Already had the pleasure of meeting you, but formally, Hello, and welcome to a great forum!!


----------



## Hauntiholik (May 17, 2006)

Hi Bob! Welcome to the forum


----------



## scareme (Aug 29, 2006)

Hi Bob. Glad you decided to say hello. It gives us the chance to welcome you.


----------



## beelce (Jul 21, 2007)

Hey back at you Bob...glad to have you here


----------



## The Bloodshed Brothers (Jan 25, 2009)

welcome


----------



## ededdeddy (May 16, 2007)

Great to hear from you


----------



## Frighteners Entertainment (Jan 24, 2006)

Welcome Bob!


----------



## bobzilla (Nov 13, 2008)

THANK YOU EVERYONE ! 



Mr_Chicken said:


> Hey, Bob! Nice to meet you again!
> I think you should post some pics of your awesome pirates here so we can all ooo and ahh some more


----------



## RoxyBlue (Oct 6, 2008)

Welcome officially, bob! 

(I never introduced myself either)


----------



## Lilly (Jun 13, 2006)

Hey Bob..
welcome


----------



## pyro (Oct 7, 2006)

welcome


----------



## Vlad (Aug 2, 2005)

Hi Bob, welcome to the forum


----------



## ELH Erin Loves Halloween (Feb 19, 2009)

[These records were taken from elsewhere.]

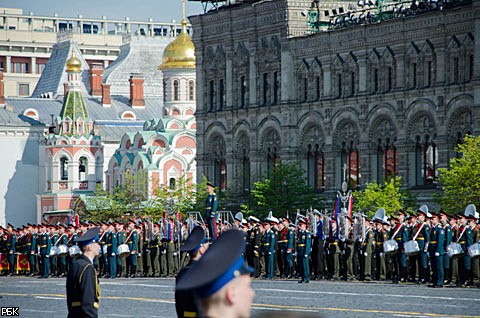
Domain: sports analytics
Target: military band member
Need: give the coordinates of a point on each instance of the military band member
(367, 252)
(83, 290)
(211, 211)
(436, 250)
(269, 248)
(447, 240)
(45, 246)
(304, 245)
(11, 248)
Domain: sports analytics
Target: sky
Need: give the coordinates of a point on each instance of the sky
(158, 10)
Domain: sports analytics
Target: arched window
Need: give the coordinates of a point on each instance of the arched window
(426, 161)
(315, 168)
(350, 159)
(82, 169)
(176, 90)
(191, 90)
(64, 168)
(172, 183)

Hey Bob you are my favorite haunter!!


----------



## bobzilla (Nov 13, 2008)

Thanks KY  !



KY Halloween said:


> Hey Bob you are my favorite haunter!!


----------



## Bloodhound (Oct 16, 2007)

Hello and welcome


----------



## RavenLunatic (Jan 3, 2006)

Welcome, Bob. super nice??? I'd be worried if I were you...


----------



## Haunted Bayou (Feb 16, 2007)

Duh-ee, hi Bob!


----------



## ScreamingScarecrow (Oct 1, 2008)

Hello, Great pirates!


----------



## HauntCast (Jul 25, 2008)

Good to have you.


----------